Neben Marlene Dietrich haben es nur elf weitere Stücke deutscher Interpreten in die Top 150 geschafft, darunter ganz weit oben „Die Höchste Eisenbahn“ mit „Der Himmel ist blau“ oder der für die deutschsprachige Singer-Songwriter-Szene wichtige, aber leider zu wenig gewürdigte Tom Liwa mit drei Liedern („Wovor hat die Welt am meisten Angst“, „Für die linke Spur zu langsam“ und mit seiner Band, den „Flowerpornoes“, der Titel „Eng in meinem Leben“). Der ungleich erfolgreichere Liedermacher Reinhard Mey ist mit „Herbstgewittern über Dächern“ aus dem Jahr 1972 vertreten und hat mit „Gib mir Musik“ so etwas wie das Motto meiner Liste geschrieben.
Bei aller Dominanz der Siebziger und jeweils etwa 25 Songs aus den achtziger, neunziger und 2000er Jahren sind immerhin neun Lieder meiner Liste erst ab 2010 veröffentlicht worden.

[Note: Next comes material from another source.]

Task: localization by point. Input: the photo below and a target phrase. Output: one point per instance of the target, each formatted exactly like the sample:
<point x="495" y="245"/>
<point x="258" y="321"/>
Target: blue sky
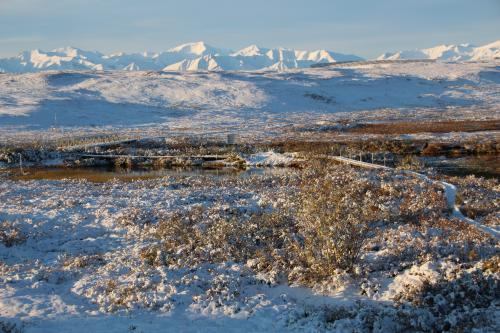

Herausragend die wegen des plötzlichen Todes von Nils Koppruch nur sehr kurzlebige Band „Kid Kopphausen“ mit „Im Westen nichts Neues“ und das Stück „Elephant“ des amerikanischen Songwriters Jason Isbell über den Krebstod einer Freundin: „We tried to ignore the elephant somehow“ (etwa: Wir haben versucht, das Offensichtliche zu leugnen).
Was ist sonst noch über meine 150 Songs zu sagen? Wer mich kennt, den wundert es nicht, dass Bruce Springsteen mit acht und Bob Dylan mit sieben Liedern vertreten ist. Der Brite Lloyd Cole ist mit vier Stücken von einer einzigen CD dabei, der 2003er Scheibe „Music in a Foreign Language“. Es gibt sehr bekannte Stücke wie „Letʼs Get It On“ von Marvin Gaye, „Both Sides Now“ von Judy Collins oder „Smooth Operator“ von Sade – und sehr seltene wie „Big Deal“ von Damien Jurado, „Return to Sender“ von „Mojave 3“, „Roll On Babe“ von Ronnie Lane oder „Easy Come, Easy Go“ vom Australier Grant McLennan, Mitglied der „Go-Betweens“. Wer wird sie irgendwann noch hören? Für Lane (gestorben 1997) und McLennan (2006 verstorben) haben ihre Geburtsorte jedenfalls schöne Zeichen gegen das Vergessen gesetzt. In Plaistow (East London) ist die „Ronnie Lane“ (Lane = Gasse/Weg) nach dem Musiker benannt und McLennans Geburtsort Brisbane schmückt seit 2010 eine Brücke, die Go Between Bridge.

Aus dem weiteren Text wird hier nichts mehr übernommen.